Em relação a gravações, participo de álbuns de artistas quase toda semana e gosto muito, pois me sinto útil e tenho um enorme prazer em contribuir com uma obra, ponto muito importante para qualquer artista. Já o palco por muito tempo foi a minha paixão, mas trabalhar como arranjador tem tomado esse espaço. Gosto de pegar uma música e levar para outro patamar, seja na escolha das notas, dos instrumentos ou na sensação física que eu quero causar em quem irá ouvir.

Uma coisa que quero muito realizar em 2021 é um show próprio com orquestra. Estava tudo encaminhado antes da pandemia aparecer, agora vamos aguardar pelo menos o ano que vem, ou no próximo…sem pressa, mas sem perder tempo.

“Sounds of Souls” é seu álbum instrumental mais recente. Como foi a concepção do projeto?

Todos os meus trabalhos são conceituais. Imagino uma história, penso em como contá-la com notas, normalmente escolho o tom por meio da “Teoria dos Afetos” do barroco, abro a partitura e começo a escrever. Muitas vezes, a música sai completa sem precisar pegar em um instrumento.

Trabalho com música instrumental e workshops há mais de 20 anos, mas essa foi minha resignificação com tudo que não fazia mais sentido musicalmente para mim, com minha forma de tocar, instrumentos e técnica. Foi a primeira vez que tive coragem de tocar o que realmente sou, com menos notas, com a música voltada exclusivamente para uma melodia e se sobrepondo à outra. Foi um álbum quase todo escrito para que nenhuma música precisasse da guitarra principal; todos os elementos, as nuances, os contrapontos foram pensados para atuar independentes, para quando minha guitarra entrasse, somasse ao todo e não fosse o ponto principal de sentido à música.

Esse é mesmo o motivo do título – sons que estavam sendo escondidos por mim dentro da minha própria alma.

Minas Gerais é um grande berço musical. O que dizer desse celeiro musical?
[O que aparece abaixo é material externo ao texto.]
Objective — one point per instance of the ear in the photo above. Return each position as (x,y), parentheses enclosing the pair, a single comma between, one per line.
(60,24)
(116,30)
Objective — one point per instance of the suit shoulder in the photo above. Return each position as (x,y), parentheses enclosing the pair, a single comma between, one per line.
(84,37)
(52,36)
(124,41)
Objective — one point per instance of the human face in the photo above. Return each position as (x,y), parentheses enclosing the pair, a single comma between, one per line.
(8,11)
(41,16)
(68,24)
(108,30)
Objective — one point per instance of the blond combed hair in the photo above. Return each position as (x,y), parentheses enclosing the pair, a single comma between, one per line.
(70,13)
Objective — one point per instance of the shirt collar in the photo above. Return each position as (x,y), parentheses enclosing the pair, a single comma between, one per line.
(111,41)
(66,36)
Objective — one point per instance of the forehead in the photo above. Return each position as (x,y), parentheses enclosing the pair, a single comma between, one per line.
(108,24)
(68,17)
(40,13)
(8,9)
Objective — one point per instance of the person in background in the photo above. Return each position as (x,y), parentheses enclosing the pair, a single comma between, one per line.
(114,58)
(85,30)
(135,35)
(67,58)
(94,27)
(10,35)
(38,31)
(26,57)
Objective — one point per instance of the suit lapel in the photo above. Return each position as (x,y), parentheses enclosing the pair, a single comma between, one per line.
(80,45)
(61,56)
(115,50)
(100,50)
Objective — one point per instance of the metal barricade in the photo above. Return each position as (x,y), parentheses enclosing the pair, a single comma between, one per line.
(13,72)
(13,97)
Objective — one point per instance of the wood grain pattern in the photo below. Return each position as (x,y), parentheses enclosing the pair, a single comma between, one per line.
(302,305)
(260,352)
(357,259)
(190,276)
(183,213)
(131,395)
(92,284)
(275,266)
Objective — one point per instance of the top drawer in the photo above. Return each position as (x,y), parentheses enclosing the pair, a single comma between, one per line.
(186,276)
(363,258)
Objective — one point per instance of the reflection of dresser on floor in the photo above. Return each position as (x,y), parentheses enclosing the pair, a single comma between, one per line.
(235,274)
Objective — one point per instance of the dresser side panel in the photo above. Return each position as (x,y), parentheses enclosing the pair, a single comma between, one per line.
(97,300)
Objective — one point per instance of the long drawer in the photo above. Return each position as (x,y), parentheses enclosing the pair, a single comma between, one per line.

Sou de Bom Jesus do Amparo, mas moro em Belo Horizonte, local que já passou por muitas fases musicais desde que comecei a tocar. Minha primeira gig foi sertaneja, estilo que toquei por 11 anos, pois era o forte aqui. Aprendi demais nessa época, já que se tocava de tudo e em todos os tons possíveis. Isso ajuda a criar um ouvido relativo maravilhoso e auxilia em qualquer outro trabalho que aparece. Mas, BH além do Clube da Esquina, é uma cidade que vive de pubs de música cover, onde prevalece o rock. Se vão reabrir após a pandemia, só o tempo dirá.

Hoje, além de tudo que faço,  toco com a banda U2 Latin American. É o momento de relaxar um pouco, pois o som já foi escrito, gravado e imortalizado por outras pessoas – meu papel é só executar direito. Isso me dá um pouco de paz nessa loucura que é trabalhar 24h por dia escrevendo, compondo, produzindo, arranjando e mixando, tentando presentear o mundo com o que tenho de melhor em mim; a música.